Poligrafías
Por Luis Gerardo Martínez García
19 de abril de 2016

Las preguntas son: Si a los maestros les descontaron quincenalmente lo que adeudaban a empresas privadas, ¿por qué hubo necesidad de rescatarlos? ¿Por qué se creó el Profeproa, y a quienes benefició realmente? Esto sale nuevamente a la luz pública tras el nuevo escándalo que protagoniza el diputado de Nueva Alianza e integrante del Sindicato Nacional de Trabajadores de la Educación, José Bernardo Quezada Salas. Se dice en la prensa nacional que “Como secretario de créditos de la organización magisterial, facilitó que la empresa Etesa, formalmente propiedad de su suegro, Héctor Peredo, y su esposa, Jessica, otorgara préstamos con altas tasas de interés para la venta de diversos enseres.”

Pues bien. Los maestros adquirieron deudas impagables con estos tres personajes: Bernardo Quezada, Héctor Peredo y Jessica Peredo. El Gobierno Federal creó en 2013 el Profeproa (con un fondo de 5 mil millones de pesos) porque los maestros ya no podían pagar, viéndose beneficiados directamente estas tres personas. 

Recordemos que Etesa prestaba dinero a los maestros con tasas de hasta 180 por ciento. La Secretaría de Educación de Veracruz le permitía a esta empresa ofrecer sus productos en las escuelas y que cobraran vía nómina; es decir, tanto la SEV como SEFIPLAN autorizaron para que la familia Peredo tuviera ambos beneficios. Y no sólo eso, la empresa ofrecía motos, autos, refrigeradores y muebles.

Fue así como los maestros se vieron envueltos en una deuda de más de 30 mil millones de pesos. Lo impagable de la deuda hizo que el Gobierno Federal rescatara a los maestros, pero sin castigar ni a Etesa ni a Quezada ni a Peredo, ni a las demás empresas.

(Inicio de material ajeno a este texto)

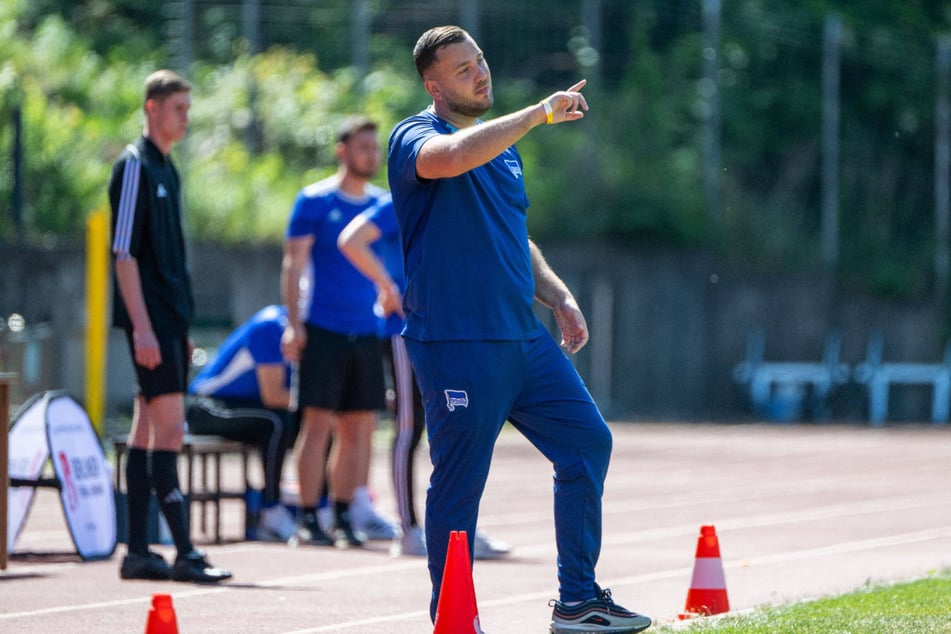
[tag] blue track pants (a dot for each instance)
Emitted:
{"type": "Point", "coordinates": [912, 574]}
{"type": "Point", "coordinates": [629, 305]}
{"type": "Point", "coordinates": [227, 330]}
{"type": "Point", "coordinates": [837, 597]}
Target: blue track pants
{"type": "Point", "coordinates": [470, 389]}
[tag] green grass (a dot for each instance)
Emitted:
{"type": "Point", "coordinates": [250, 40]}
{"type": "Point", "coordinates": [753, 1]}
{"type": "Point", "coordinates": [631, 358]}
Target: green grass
{"type": "Point", "coordinates": [922, 606]}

Se enriqueció la familia de la noche a la mañana: el empresario xalapeño Héctor Peredo fue catalogado por la revista Forbes en 2013 como uno de los 100 hombres más ricos de México, beneficiado con 5 mil millones de pesos.

El ahora diputado federal por el Partido Nueva Alianza y presidente de la Comisión de Ciencia, ex dirigente de ese partido en la CDMX y yerno de Héctor Peredo, José Bernardo Quezada Salas compró en 2005 hoteles y plazas comerciales en Veracruz, pero también 11 mansiones en Miami, valuados éstos en 8.2 millones de dólares.

Se dice que la paternidad del Profeproa es de Juan Díaz de la Torre. Como  secretario particular de Elba Esther Gordillo Morales y posterior titular del CEN del SNTE supo en todo momento los montos, plazos y regiones donde los créditos fluyeron. De igual manera “Díaz de la Torre sabía qué secciones sindicales habilitaron fideicomisos y fondos “de solidaridad” con los que otorgaban préstamos personales a corto plazo, anticipos de sueldo, créditos para la adquisición de automóviles y viviendas, y hasta planes de retiro al margen de los ofrecidos por el ISSSTE”, afirmó Alberto Aguirre.

Más de 300 mil maestros del SNTE fueron “rescatados” en 2013 por el Presidente Enrique Peña Nieto. A empresas como Etesa les adeudaban 30 mil millones de pesos. En 2015, el Gobierno autorizó una ampliación de más de mil 127 millones de pesos al fondo de rescate.

“El fondo para el rescate, de 5 mil millones de pesos, era para aliviar a los maestros que debían créditos usureros que les quitaban altos porcentajes de su sueldo. Con el ‘Profeproa’ el Gobierno federal rescató a los maestros y garantizó el pago a las firmas usureras”, señala la prensa nacional.

Las empresas prestadoras a las que Hacienda benefició directamente fueron Crédito Real: Credifiel, Directodo México, Kondinero; Consupago- Chedraui; Promobien-Famsa; ETESA; Inbursa; Findesol Kapital; Crédito Maestro; Flexipagos; Efectivo en Tus Manos; y, Total Credit; entre otras.

El diagnóstico oficial indicaba, al momento de operación de rescate, que de un millón de maestros afiliados al SNTE, 70 por ciento tenía créditos por 50 mil pesos, en promedio, y el total de sus adeudos superaba los 30 mil millones. Iremos viendo quienes más fueron beneficiados del “Profeproa”.